Here we have nice, capitalized state names with two-letter abbreviations. So, then, how are we going to fix this? We’re going to create a dictionary that essentially works as a mapping that takes what we have in output and matches it to what exists in table_names based on some matching criteria:

# Extract unique states and sort them
unique_states_in_output = sorted(set(output['state']), key=str.lower)
table_names = sorted(table_names, key=str.lower)



def compare_letters(state_name, table_name):
    clean_state_name = ''.join(filter(str.isalpha, state_name)).lower() #Eliminate non-alphabetical characters, condense together
    clean_table_name = ''.join(filter(str.isalpha, table_name)).lower()
    return sorted(clean_state_name) == sorted(clean_table_name) #Gives a boolean value.

state_name_to_table_name = {} #Create new dictionary
for state_with_abbreviation in unique_states_in_output:
    state_name = state_with_abbreviation.split(' (')[0]  # Get rid of the parentheses in the abbreviation (like 'South Dakota (SD)')
    match = next((table for table in table_names if compare_letters(state_name, table)), None) #Generator based on whether or not names are the same
    if match:
        state_name_to_table_name[state_with_abbreviation] = match #Update dict if match found

print(state_name_to_table_name)
{'California (CA)': 'California', 'Montana (MT)': 'Montana', 'South Dakota (SD)': 'south-dakota', 'Utah (UT)': 'Utah', 'Washington (WA)': 'Washington', 'Wyoming (WY)': 'Wyoming'}

Now that’s what we’re looking for!

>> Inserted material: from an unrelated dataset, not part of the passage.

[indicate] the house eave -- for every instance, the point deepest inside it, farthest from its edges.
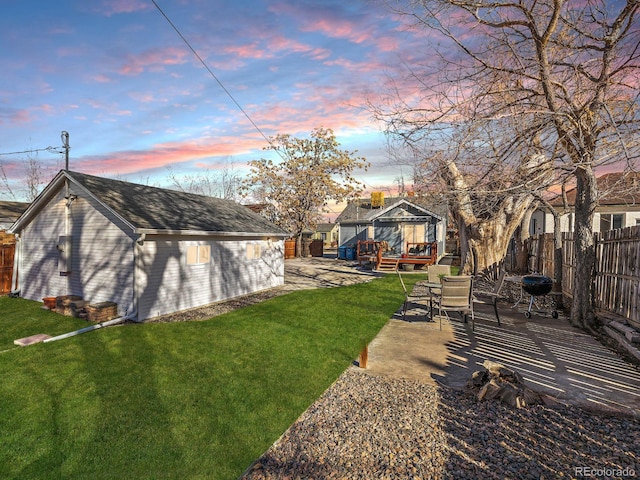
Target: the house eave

We do a few important things here:

Firstly, we make sure to get both the states that we have in output and the tables in table_names in alphabetical order. The reason why we do key=str.lower is because some of the table names are written in uppercase while others are in lowercase. This makes it case-insensitive.

Then we create a helper function called compare_letters which takes two state names (one from output, one from the database) and compares them to see if they have the same letters. We do this by filtering out non-alphabetical characters, spaces, and making everything lowercase and just checking if they have the same letters. The function will just return True or False depending on whether or not they match.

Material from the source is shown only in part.